I’m so grateful for Washington. I’m grateful that this is the place where I played barefoot in the soft grass from morning ’til the dinner bell–and even after that, to catch frogs in the dark. I’m grateful that I went throughout my school years here and met the teachers who urged me to write and create. I’m thankful that I have memories of my dad playing with us in the sprinkler, his work pants rolled up to his knees–and memories of saying goodbye to him not even ten miles away from that same spot. I’m thankful that I watched my mom sacrifice for us and that we had a place to laugh and cry with her and become women like her. I’m thankful that this is the place where my sister followed me around all summer with a saggy diaper, taking my hand and becoming my best friend through the years.
This is the place where I visited on breaks from college, watched sunsets with lemonade, gazed at stars from my back on a dewy backyard trampoline, learned from missionaries, got my heart broken, visited with a new husband and created our first home, worked for the news like I’d dreamed of, changed my mind about dreams and created new goals then changed my mind again. I’m grateful for the woods and the lakes and the smell of rain and the shorelines that touched my toes and filled my soul with sunshine and salt water for years upon years. It became part of me.
It hurts to leave it behind, even with excitement of the new adventure to come. It isn’t easy leaving a place that has become comfortable or leaving the people who are simply the fabric of your existence. But we all do it. Change comes, and we rework ourselves and rediscover ourselves and meet new faces and new experiences and new ways of living. That’s how our lives become beautiful. Life isn’t in any way sedentary, rather it’s a bizarre and lovely metamorphosis of change.
I once read a blog post (I can’t remember where I read it, darn it) from a man who was talking about his son and daughter-in-law moving across the country. He had a unique perspective that really made me think. He said that he was proud that his son was taking the family name to a place his family had never lived. That he took that last name and brought it across the country to inspire people and love people and make an impression that would really change those he encountered. He said his own father had traveled, making his own mark upon lives, and that he had also done the same. Now his son will continue to dot the map. How cool is that?
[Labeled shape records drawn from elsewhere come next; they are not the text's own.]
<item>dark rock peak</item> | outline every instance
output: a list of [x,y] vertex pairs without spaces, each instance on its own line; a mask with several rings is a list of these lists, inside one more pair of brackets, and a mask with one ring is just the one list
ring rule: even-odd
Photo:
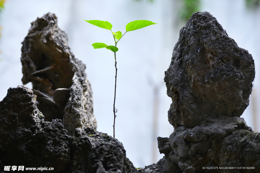
[[31,82],[37,106],[46,121],[62,120],[68,134],[76,128],[96,128],[86,66],[70,52],[67,34],[48,13],[31,23],[22,43],[23,84]]
[[207,12],[194,13],[180,31],[165,72],[168,112],[175,128],[192,127],[209,116],[240,116],[248,105],[255,65]]

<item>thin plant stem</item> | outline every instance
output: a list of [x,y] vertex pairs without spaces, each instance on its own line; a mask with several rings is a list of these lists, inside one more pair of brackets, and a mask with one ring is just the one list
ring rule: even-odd
[[[126,32],[125,33],[125,33],[126,33],[126,32],[127,32],[127,31],[126,31]],[[121,39],[121,38],[122,38],[122,37],[123,37],[123,36],[124,36],[124,35],[125,35],[125,34],[123,34],[123,35],[122,35],[122,36],[121,37],[121,38],[119,38],[119,40],[117,40],[117,41],[116,41],[116,43],[116,43],[116,43],[117,43],[118,42],[118,41],[119,41],[119,40],[120,40],[120,39]]]
[[117,112],[117,109],[116,109],[116,112],[115,112],[115,92],[116,89],[116,75],[117,73],[117,68],[116,68],[116,58],[115,52],[114,52],[115,54],[115,97],[114,98],[114,108],[113,109],[114,113],[114,124],[113,126],[114,127],[114,138],[115,138],[115,117],[116,116],[115,115],[115,113]]

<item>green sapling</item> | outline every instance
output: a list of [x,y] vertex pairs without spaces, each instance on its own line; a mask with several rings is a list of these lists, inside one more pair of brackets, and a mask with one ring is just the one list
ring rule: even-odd
[[[123,35],[122,35],[122,33],[121,31],[118,31],[116,32],[112,32],[111,29],[112,28],[112,25],[108,22],[96,20],[84,20],[88,22],[91,24],[94,25],[102,28],[106,29],[111,31],[112,34],[113,34],[113,37],[114,37],[115,43],[115,46],[108,46],[105,43],[96,43],[92,44],[92,45],[93,46],[94,49],[106,47],[108,49],[111,50],[112,52],[114,53],[114,55],[115,56],[115,96],[114,98],[114,108],[113,109],[114,114],[114,123],[113,127],[114,128],[114,137],[115,138],[115,117],[116,116],[115,115],[115,113],[117,112],[117,109],[115,109],[115,102],[116,88],[116,74],[117,73],[116,52],[118,51],[118,49],[116,47],[116,44],[121,39],[121,38],[124,36],[124,35],[127,32],[136,30],[151,25],[157,24],[154,23],[149,20],[135,20],[127,24],[126,25],[126,31],[125,33]],[[116,109],[116,111],[115,111]]]

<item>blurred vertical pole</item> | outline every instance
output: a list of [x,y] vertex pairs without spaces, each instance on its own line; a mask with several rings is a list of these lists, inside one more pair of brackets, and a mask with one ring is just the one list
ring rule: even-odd
[[152,163],[156,163],[157,147],[157,132],[158,128],[158,110],[159,108],[159,89],[155,84],[153,88],[153,126]]
[[252,108],[253,109],[253,130],[255,132],[257,132],[258,130],[257,123],[258,120],[257,119],[257,92],[255,88],[253,89],[252,91],[252,94],[251,96],[251,104],[252,104]]

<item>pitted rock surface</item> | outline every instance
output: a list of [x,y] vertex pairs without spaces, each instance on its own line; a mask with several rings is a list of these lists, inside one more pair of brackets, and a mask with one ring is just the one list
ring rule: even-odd
[[[255,78],[252,56],[207,12],[193,13],[180,30],[165,72],[174,131],[157,138],[165,156],[138,172],[258,172],[260,136],[240,118]],[[254,169],[203,167],[254,167]]]
[[37,106],[46,121],[62,121],[68,134],[74,129],[96,128],[86,65],[70,52],[57,17],[48,13],[31,23],[22,43],[23,84],[31,82]]
[[213,115],[240,116],[255,78],[251,55],[209,13],[194,13],[180,31],[165,72],[170,123],[192,127]]
[[3,171],[8,165],[24,165],[25,172],[42,167],[54,173],[136,172],[117,139],[92,127],[68,135],[61,120],[44,121],[33,98],[31,90],[20,85],[10,88],[0,102],[0,172],[9,172]]

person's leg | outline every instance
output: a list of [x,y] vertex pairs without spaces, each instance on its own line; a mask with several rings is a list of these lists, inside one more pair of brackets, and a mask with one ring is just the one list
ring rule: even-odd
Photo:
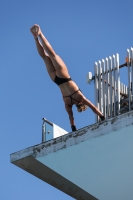
[[49,55],[53,65],[55,67],[55,70],[57,72],[57,75],[59,75],[59,76],[69,76],[68,70],[67,70],[67,67],[66,67],[65,63],[55,53],[55,51],[53,50],[53,48],[50,45],[50,43],[48,42],[48,40],[43,35],[40,27],[38,25],[34,25],[31,28],[31,32],[34,34],[35,37],[38,36],[40,38],[42,46],[43,46],[44,50],[47,52],[47,54]]

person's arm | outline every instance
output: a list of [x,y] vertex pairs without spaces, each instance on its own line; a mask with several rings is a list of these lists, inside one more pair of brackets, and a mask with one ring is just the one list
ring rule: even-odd
[[76,129],[76,126],[75,126],[75,123],[74,123],[72,106],[65,104],[65,108],[66,108],[66,111],[67,111],[68,116],[69,116],[69,120],[70,120],[70,124],[71,124],[71,129],[72,129],[72,131],[76,131],[77,129]]

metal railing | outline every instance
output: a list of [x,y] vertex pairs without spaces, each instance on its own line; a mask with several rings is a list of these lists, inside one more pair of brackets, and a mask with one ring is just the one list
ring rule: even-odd
[[[120,82],[120,68],[127,67],[128,85]],[[133,102],[133,48],[127,49],[126,63],[119,65],[119,54],[95,62],[95,105],[105,119],[132,109]],[[96,122],[99,117],[96,116]]]

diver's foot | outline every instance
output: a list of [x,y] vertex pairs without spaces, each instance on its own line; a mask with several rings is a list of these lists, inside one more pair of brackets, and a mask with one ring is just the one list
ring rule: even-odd
[[100,119],[101,119],[101,121],[104,121],[104,120],[105,120],[104,115],[103,115],[103,116],[100,116]]

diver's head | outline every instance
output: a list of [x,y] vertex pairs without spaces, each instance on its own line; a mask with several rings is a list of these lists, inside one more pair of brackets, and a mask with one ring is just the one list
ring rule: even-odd
[[88,108],[88,106],[84,105],[83,103],[79,103],[78,105],[76,105],[76,107],[78,112],[85,111]]

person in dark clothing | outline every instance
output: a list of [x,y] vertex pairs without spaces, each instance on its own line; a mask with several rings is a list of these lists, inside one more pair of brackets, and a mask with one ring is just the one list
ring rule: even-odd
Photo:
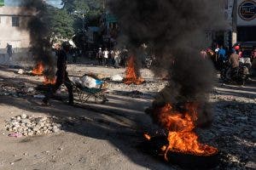
[[52,87],[49,94],[46,94],[43,102],[45,105],[49,104],[49,99],[53,97],[54,94],[60,88],[61,84],[67,87],[69,95],[69,105],[73,105],[73,86],[71,81],[68,78],[68,73],[67,71],[67,53],[70,49],[70,45],[68,43],[62,44],[62,49],[59,49],[56,53],[58,56],[57,59],[57,72],[56,72],[56,82]]

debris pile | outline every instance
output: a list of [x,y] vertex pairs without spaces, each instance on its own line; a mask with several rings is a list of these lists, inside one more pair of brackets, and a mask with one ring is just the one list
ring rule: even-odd
[[5,122],[8,131],[22,134],[23,136],[33,136],[49,134],[61,131],[61,125],[55,122],[54,117],[34,116],[22,114],[12,117]]
[[34,95],[36,91],[33,88],[26,86],[23,82],[13,82],[0,84],[0,96],[13,96],[13,97],[24,97]]

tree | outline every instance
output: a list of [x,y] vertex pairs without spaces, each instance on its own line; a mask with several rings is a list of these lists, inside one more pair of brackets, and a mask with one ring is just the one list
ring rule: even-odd
[[74,34],[73,18],[64,9],[49,8],[52,37],[71,38]]
[[[62,3],[68,13],[73,14],[76,11],[84,14],[87,24],[91,26],[97,25],[104,7],[104,0],[62,0]],[[77,26],[81,26],[81,20],[77,20],[76,23]]]

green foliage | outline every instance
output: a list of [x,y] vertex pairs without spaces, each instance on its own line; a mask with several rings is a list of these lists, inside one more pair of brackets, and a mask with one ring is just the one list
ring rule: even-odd
[[64,9],[50,8],[49,13],[52,36],[71,38],[74,34],[73,18]]
[[[103,12],[104,0],[62,0],[64,8],[70,14],[75,11],[84,14],[86,24],[96,26],[101,14]],[[74,25],[75,30],[82,28],[82,20],[76,20]]]

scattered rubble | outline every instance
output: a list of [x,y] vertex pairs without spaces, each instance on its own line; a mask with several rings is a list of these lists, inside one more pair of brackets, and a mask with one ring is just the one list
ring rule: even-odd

I hope to do the same. I look forward to taking the roots of Washington and my family name and legacy to the places I live and touch and the lives I encounter. We all literally dot the map–even in ways we’ll never be aware of. That’s why change is necessary. That’s why the hurt and discomfort is worth it.
So farewell for now, Evergreen state. I will visit you again soon.
Now I’m off to dot the map with footprints of sand and ocean air and pieces of beautiful home.